Mountain bikes started out as normal fat tired bikes known in SA as a “Dikwiel”. From there they essentially evolved in two directions the one was the cross country racer who looked to make the bike lighter, more efficient more controllable and slightly more comfortable. The other direction was the downhiller who looked to make the bike more robust, agile and capable in extreme off road situations. And so evolved the light and rigid hard tail versus the heavy and long travel full suspension downhill bike. What has followed since then is a joining of the forces to improve the two ends of the scale and the development of a few ranges of bikes in between these two end points.

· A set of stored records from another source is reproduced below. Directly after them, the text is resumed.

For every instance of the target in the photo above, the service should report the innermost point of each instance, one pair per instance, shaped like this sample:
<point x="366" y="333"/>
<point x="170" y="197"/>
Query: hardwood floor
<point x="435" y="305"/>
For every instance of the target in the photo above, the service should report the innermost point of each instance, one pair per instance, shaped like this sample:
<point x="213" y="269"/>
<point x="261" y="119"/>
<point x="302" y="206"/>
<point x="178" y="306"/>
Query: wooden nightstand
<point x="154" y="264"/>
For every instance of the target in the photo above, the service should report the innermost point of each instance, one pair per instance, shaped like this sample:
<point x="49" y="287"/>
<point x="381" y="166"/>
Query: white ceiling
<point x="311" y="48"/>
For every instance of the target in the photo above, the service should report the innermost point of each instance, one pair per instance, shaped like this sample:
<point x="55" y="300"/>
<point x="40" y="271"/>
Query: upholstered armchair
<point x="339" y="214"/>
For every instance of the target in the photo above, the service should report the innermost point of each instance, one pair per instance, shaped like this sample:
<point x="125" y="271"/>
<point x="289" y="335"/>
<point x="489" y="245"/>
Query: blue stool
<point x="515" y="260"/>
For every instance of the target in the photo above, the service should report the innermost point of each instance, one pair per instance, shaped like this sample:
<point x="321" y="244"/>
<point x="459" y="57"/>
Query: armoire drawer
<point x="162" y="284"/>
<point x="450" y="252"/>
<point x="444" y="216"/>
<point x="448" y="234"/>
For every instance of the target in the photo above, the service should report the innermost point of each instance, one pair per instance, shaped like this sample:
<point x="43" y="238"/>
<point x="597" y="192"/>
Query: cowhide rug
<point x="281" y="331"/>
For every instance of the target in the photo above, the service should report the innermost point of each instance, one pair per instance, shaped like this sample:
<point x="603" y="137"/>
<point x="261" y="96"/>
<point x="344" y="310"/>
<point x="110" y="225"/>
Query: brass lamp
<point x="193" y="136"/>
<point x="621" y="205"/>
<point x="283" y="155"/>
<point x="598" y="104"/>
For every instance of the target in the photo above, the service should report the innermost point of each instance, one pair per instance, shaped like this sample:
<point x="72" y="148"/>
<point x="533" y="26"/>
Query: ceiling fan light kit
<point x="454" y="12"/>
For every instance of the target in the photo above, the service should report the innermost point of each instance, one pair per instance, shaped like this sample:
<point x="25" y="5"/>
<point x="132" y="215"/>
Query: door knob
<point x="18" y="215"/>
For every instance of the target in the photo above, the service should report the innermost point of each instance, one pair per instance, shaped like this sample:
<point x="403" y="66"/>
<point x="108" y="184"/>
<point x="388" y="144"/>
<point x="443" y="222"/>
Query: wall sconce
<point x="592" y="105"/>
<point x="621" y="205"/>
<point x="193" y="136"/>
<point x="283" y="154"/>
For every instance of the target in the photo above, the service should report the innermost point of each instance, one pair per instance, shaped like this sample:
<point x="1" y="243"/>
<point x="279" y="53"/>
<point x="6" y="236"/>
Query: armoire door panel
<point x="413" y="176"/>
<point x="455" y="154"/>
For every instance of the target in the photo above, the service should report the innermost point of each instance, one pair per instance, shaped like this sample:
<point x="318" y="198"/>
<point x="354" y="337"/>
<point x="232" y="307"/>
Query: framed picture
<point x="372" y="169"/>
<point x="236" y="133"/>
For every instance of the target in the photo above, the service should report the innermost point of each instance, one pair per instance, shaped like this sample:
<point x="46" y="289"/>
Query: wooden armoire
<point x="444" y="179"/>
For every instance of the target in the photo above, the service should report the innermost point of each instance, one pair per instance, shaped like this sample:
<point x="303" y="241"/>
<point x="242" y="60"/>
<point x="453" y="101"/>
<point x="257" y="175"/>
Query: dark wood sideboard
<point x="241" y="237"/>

Low end cross country bikes remain hard tails from a cost point of view as well as a fit for purpose point of view. Cross country race bikes are still hard tails with front suspension but seem to be keeping travel to under 100mm and typically 80 mm. This has given rise to endurance racing bikes that have become full suspension 80-100mm front and back, but have tried to keep weight to a minimum. These bikes offer improved handling and reduced rider fatigue for longer distance mid field riders. The suspensions used here have improved from first attempts where pedaling efficiency was poor. Now days designs include “intelligent”  shocks, stable platform valve and lockouts all in an attempt to improved pedaling efficiency.  A growing segment becoming more and more popular is the full suspension bike with 100-150mm of travel called trailbikes. These are very capable bikes with some downhill characteristics together with some cross country bike features. You could say that these bikes are becoming the everyday riders bike as they seem to offer a bit of everything for the recreational rider. Downhill bikes have become more specialized with more efficient suspension and they are really the test arena for all suspension systems on mountain bikes today. The trend is towards longer travel suspension in all bikes, as manufacturers improve pedaling efficiency, reduce weight and keep costs down, bike feature longer travel.

 

Drivetrain

The drivetrain is probably the least innovative area in mountain biking. Not much has changed since the first real mountain bikes. Essentially they all still use chain rings in front via a chain to cogs at the back. Ratios and speeds have varied from essentially 21 speed to 24 speed to 27 speed today. Most of the development has revolved around improving the quality of gear changes and reducing the weight of the components, but the mechanism has remained the same. Consequently this is the most time consuming and expensive part of the bike to maintain. However in the last two years some manufacturers have been experimenting with gearbox drive trains but it is still very early days so it will be a while before something major changes. , lighter stronger materials

Wheel Size 26 vs 29 inch

The 29er is seen by many as the ultimate solution to providing a smoother ride and getting over difficult obstacles more easily. The main difference between a 29inch and a 26inch is the wheel size with the 29er having a larger wheel diameter. On paper it all looks good, but how that translates on the trail is still quite debatable and there are pros and cons. So the best is to get some bikes and test ride them for yourself. That is what we did, checkout the Turner Sultan 29er review thanks to Dion. If you have ridden a 29er and have views then please share so that we can learn.  If you speak to the guys who ride them it may seem like they are evangelists but they are really just trying to tell you that it is a different ride. It is difficult to explain and quantify. I can equate it to the new bike feeling, that's the fast feeling that you get when you ride a new bike for the first few times. Somehow it just seems to go better than your old bike. It feels like the big wheels roll faster and easier over the rocks and the bike feels very stable. Don't be fooled though a 29er hardtail is no replacement for a 26" full sus, 0" travel just isn't the same as 4" travel no matter how big the wheels. But the big wheels sure are fun to ride, even if they are a bit heavier.